Dawn Gorman is an award-winning poet, arts practitioner and journalist, and has an MA in Creative Writing from Bath Spa University.
She strongly believes in poetry as a participatory and collaborative medium, and accordingly uses it as an interactive tool with everyone from people with memory loss issues, to school children. She is passionate about the cross-pollination of different strands of the arts, and has worked on projects with The Orchestra of the Age of Enlightenment, who, in 2015, together with composer James Redwood, and 250 school children, devised a symphony based on her poem Replenishment. The overture for that symphony was devised as a film poem by Daniel Thomason and Ollie Brown, and was chosen to feature at the Cannes Short Film Festival 2015.

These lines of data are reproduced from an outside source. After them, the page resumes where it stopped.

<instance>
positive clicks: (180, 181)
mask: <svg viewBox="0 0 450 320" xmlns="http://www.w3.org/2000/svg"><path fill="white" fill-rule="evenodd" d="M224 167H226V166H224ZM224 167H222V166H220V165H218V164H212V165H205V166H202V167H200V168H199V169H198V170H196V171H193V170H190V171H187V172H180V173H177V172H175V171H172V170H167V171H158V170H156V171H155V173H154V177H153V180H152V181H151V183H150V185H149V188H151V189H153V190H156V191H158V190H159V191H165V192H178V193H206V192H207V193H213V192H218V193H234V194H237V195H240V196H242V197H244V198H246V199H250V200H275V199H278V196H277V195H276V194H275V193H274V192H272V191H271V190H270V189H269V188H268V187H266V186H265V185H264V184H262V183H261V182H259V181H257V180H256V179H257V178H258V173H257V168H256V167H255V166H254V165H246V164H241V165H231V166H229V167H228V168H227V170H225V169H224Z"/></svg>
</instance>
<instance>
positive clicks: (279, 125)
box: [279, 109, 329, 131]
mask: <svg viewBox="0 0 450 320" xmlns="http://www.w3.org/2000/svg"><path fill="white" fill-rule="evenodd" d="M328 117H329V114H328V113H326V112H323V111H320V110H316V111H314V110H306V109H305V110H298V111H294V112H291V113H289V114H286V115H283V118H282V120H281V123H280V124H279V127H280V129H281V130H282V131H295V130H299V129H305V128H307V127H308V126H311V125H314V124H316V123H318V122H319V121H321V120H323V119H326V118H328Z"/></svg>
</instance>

Dawn was poet in residence at the five-star-reviewed art installation Unexpected Excesses at Edinburgh Fringe 2015, in which she collaborated with sculptor and artist Liz Watts, textile designer Jan Knibbs, and various musicians and wordsmiths. She is currently poet in residence at the Greenhill Cottage Gallery in Southwick, Wiltshire.
Dawn runs the hugely popular Words & Ears poems-and-a-pint night, which takes place monthly, with a high-profile guest poet and open mic slots, in The Swan Hotel in Bradford on Avon, Wiltshire. She also works closely with the annual Arts Festival and Fringe Festival in the town, devising and organising literature-based events and workshops (for the Arts Festival events, she received the support of an Arts Council grant in 2015). To coincide with the festivals, she runs international poetry competitions - in 2014, she devised and organised the immensely successful Poems-on-a-Beermat competition, which will run again in 2016.
She has performed on radio, and has read her work around the world: at Poets House in New York, where her second pamphlet, This Meeting of Tracks, was launched by Toadlily Press as part of Mend & Hone, its 2013 four-hander; at Lauderdale House in Islington, for the London launch of The Book of Love & Loss, (Belgrave Press) alongside poets including Wendy Cope and Mimi Khalvati; at Shakespeare & Co in Paris, at the Guildhall in Bath as part of the Bath Literature Festival, in libraries, pubs, bookshops, cafes, village halls and stately homes - and at countless poems and pints nights.